YouTube: the first three hashtags appear above the title
YouTube displays the first three hashtags in your video description as clickable blue links above the video title in search results. These act as secondary navigation — viewers clicking them see a curated playlist of videos using the same tag. Put your most important hashtag first. Beyond the first three, the rest are stored as metadata and help YouTube categorise content, but are not displayed prominently. Pair hashtags with a strong keyword-rich description for the best search performance. Use the Keyword Density Checker to verify your primary keyword appears naturally in the description without stuffing.
Building a Hashtag Bank for Your Niche
One-off hashtag research produces diminishing returns. The more effective approach is building a personal hashtag bank — a curated list of 50–100 relevant hashtags organised into groups by topic, size, and platform. You draw from this bank when composing posts, rotating subsets to avoid repetition.
Start by generating 5–10 sets with the hashtag generator using variations of your main topics. Copy each set and save it in a notes app or spreadsheet, labelled by topic and platform. Add platform-specific column headers (Instagram broad, Instagram niche, LinkedIn, TikTok) to make selection fast during publishing. Validate new hashtags monthly against the platform search bar — banned or restricted hashtags should be removed from your bank immediately.
Common Questions
Should I use the same hashtags on every post?
No. Repeating the exact same hashtag set on consecutive posts can trigger Instagram's repetitive behaviour filter, which reduces how many non-followers see your content through those tags. Build two or three sets for each topic and rotate between them. Small variations — swapping two tags between sets — are enough to signal variety to the algorithm.
Do hashtags work the same on all platforms?

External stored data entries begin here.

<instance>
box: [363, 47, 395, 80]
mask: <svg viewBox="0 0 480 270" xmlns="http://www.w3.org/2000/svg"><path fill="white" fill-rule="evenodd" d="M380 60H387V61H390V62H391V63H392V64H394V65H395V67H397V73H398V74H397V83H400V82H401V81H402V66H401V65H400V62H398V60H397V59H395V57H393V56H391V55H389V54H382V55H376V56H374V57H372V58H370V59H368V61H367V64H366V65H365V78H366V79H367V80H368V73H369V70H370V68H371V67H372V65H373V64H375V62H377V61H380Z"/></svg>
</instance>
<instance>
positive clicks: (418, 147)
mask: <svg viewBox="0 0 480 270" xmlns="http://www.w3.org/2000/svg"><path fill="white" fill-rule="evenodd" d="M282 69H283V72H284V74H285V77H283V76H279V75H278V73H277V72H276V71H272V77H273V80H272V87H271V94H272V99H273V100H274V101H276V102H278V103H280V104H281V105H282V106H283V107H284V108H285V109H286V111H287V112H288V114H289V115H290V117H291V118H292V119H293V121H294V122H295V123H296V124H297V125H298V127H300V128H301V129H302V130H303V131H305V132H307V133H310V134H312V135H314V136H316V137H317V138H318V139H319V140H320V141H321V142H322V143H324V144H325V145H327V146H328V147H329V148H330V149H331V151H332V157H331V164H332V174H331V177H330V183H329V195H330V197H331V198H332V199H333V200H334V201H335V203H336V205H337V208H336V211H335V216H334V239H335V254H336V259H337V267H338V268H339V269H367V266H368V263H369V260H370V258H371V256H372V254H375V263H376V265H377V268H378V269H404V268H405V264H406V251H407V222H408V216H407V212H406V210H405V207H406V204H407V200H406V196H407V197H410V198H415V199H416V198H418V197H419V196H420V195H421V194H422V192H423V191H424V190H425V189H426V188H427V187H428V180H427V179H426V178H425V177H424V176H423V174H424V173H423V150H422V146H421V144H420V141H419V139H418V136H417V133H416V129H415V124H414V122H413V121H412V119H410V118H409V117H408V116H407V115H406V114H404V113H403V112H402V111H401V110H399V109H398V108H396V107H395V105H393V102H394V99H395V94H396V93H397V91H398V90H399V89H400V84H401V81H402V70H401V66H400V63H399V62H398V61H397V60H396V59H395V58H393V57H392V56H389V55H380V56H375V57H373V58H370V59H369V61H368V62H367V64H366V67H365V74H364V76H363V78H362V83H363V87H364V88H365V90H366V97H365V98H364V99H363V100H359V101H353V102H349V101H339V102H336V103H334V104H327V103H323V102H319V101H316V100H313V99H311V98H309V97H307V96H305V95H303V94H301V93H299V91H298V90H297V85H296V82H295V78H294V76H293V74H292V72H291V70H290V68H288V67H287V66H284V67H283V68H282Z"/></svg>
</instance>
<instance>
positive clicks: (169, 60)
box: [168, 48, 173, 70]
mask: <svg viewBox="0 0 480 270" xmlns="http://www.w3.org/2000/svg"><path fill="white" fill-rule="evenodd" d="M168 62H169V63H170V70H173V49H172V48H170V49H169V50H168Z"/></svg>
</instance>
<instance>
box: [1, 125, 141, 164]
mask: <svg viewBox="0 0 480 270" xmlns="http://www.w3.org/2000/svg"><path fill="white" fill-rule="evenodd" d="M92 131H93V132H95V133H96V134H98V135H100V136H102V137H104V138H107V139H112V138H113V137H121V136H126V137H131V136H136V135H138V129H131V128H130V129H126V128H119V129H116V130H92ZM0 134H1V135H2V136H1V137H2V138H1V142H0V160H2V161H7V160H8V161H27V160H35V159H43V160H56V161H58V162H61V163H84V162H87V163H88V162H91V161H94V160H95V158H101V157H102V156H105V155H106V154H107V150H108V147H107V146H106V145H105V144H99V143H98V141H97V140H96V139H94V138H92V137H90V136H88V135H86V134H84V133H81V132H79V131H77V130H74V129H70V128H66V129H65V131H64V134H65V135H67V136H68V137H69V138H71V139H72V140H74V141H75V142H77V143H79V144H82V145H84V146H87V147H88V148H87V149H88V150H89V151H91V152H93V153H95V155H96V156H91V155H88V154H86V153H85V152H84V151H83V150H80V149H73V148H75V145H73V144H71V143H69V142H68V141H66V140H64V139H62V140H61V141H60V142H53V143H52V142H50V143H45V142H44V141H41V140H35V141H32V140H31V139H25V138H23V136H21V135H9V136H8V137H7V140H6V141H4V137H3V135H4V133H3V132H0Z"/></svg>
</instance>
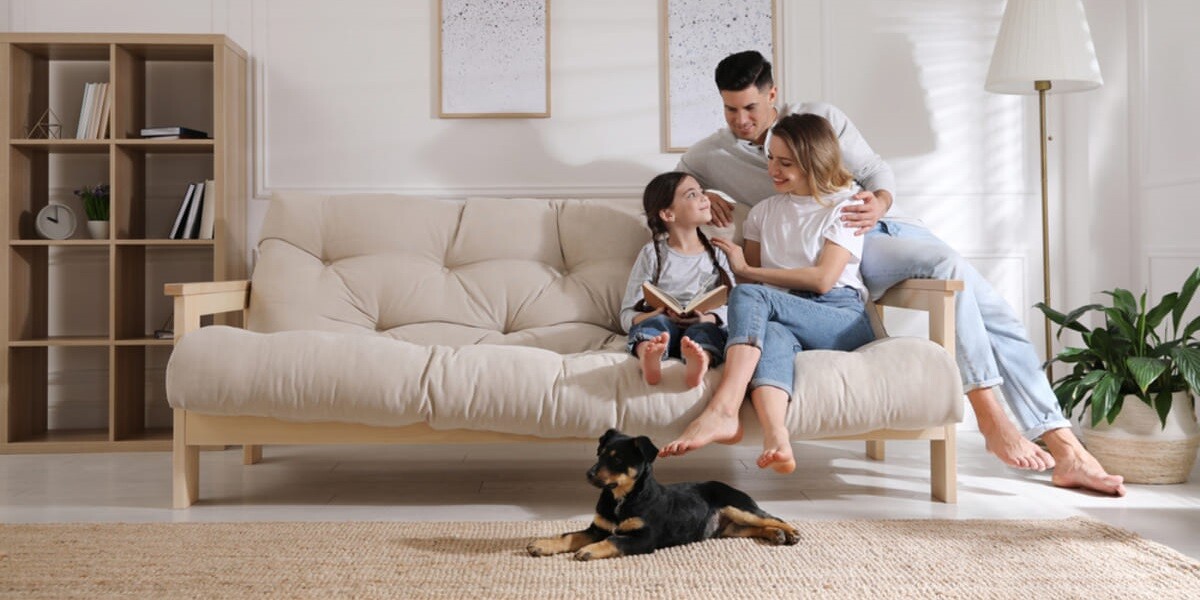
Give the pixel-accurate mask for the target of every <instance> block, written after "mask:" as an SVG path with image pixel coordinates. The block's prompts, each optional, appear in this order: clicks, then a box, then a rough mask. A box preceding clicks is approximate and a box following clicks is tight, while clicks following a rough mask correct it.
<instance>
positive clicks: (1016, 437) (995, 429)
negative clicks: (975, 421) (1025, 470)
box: [979, 416, 1055, 470]
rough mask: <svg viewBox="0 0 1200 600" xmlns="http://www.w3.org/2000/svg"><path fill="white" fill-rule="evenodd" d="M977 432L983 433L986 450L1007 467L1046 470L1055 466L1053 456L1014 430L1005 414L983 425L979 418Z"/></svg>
mask: <svg viewBox="0 0 1200 600" xmlns="http://www.w3.org/2000/svg"><path fill="white" fill-rule="evenodd" d="M979 433H983V439H984V446H985V448H986V449H988V451H989V452H991V454H994V455H996V457H997V458H1000V460H1001V462H1003V463H1004V464H1008V466H1009V467H1015V468H1018V469H1028V470H1046V469H1052V468H1054V466H1055V461H1054V457H1052V456H1050V454H1049V452H1046V451H1045V450H1043V449H1040V448H1038V445H1037V444H1034V443H1033V442H1030V440H1028V439H1025V436H1021V433H1020V432H1019V431H1016V426H1015V425H1013V422H1012V421H1009V420H1008V418H1007V416H1006V418H1004V420H1003V421H1001V422H998V424H988V425H984V421H983V420H980V421H979Z"/></svg>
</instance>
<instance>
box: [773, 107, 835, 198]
mask: <svg viewBox="0 0 1200 600" xmlns="http://www.w3.org/2000/svg"><path fill="white" fill-rule="evenodd" d="M770 133H772V134H773V136H775V137H778V138H779V139H781V140H784V143H785V144H787V148H788V149H790V150H791V151H792V155H794V156H796V163H797V166H799V167H800V170H803V172H804V175H805V176H806V178H808V181H809V190H811V191H812V197H814V198H816V200H817V202H820V203H821V204H826V203H824V202H823V200H822V199H821V197H822V196H824V194H830V193H834V192H836V191H839V190H845V188H846V187H847V186H850V184H851V182H853V181H854V178H853V175H851V174H850V172H848V170H846V166H844V164H842V163H841V146H840V145H839V144H838V134H836V133H834V132H833V125H829V121H828V120H827V119H826V118H824V116H821V115H815V114H791V115H787V116H785V118H782V119H780V120H779V122H778V124H775V126H774V127H773V128H772V130H770Z"/></svg>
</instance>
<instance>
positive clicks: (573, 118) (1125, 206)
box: [0, 0, 1200, 347]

No — each platform has a distinct hashtag model. Instagram and TikTok use them for discovery and topic subscription. Twitter uses them for real-time conversation joining. LinkedIn uses them for professional topic feeds. YouTube uses them primarily for categorisation and secondary navigation. The hashtag generator's platform tabs reflect these differences by adjusting the recommended count and hashtag selection for each context.
Are banned hashtags a real risk?
Yes, on Instagram specifically. Instagram maintains a list of restricted or banned hashtags that have historically been associated with spam, adult content, or coordinated inauthentic behaviour. Using a banned hashtag does not get your account penalised, but content containing it will not appear in hashtag feeds — reducing the reach benefit to zero. Search every hashtag directly in the Instagram app before adding it to your bank; if the recent tab shows no posts or is empty, the hashtag is likely restricted.
How do I find out if a hashtag has enough reach?
Check the post count in the platform's search bar. For Instagram, a rough guideline: under 10,000 posts means an extremely niche tag with little discovery value; 10K–500K is the productive mid-range for most creators; 500K–5M reaches a large audience but competition is high; over 10M means your post will disappear from the feed within minutes. For YouTube, check the hashtag's results page — if the first results are high-quality, high-view videos, it may be too competitive unless your channel already has authority.
Does keyword density in captions affect reach?
Yes, especially on TikTok and YouTube where caption and description text is indexed as search content. Including your primary keyword in the first line of the caption, alongside relevant hashtags, reinforces the topic signal. Avoid over-repeating keywords — once or twice in a short caption is sufficient. For longer descriptions, use the Word Counter to keep your description within a readable length and check density naturally.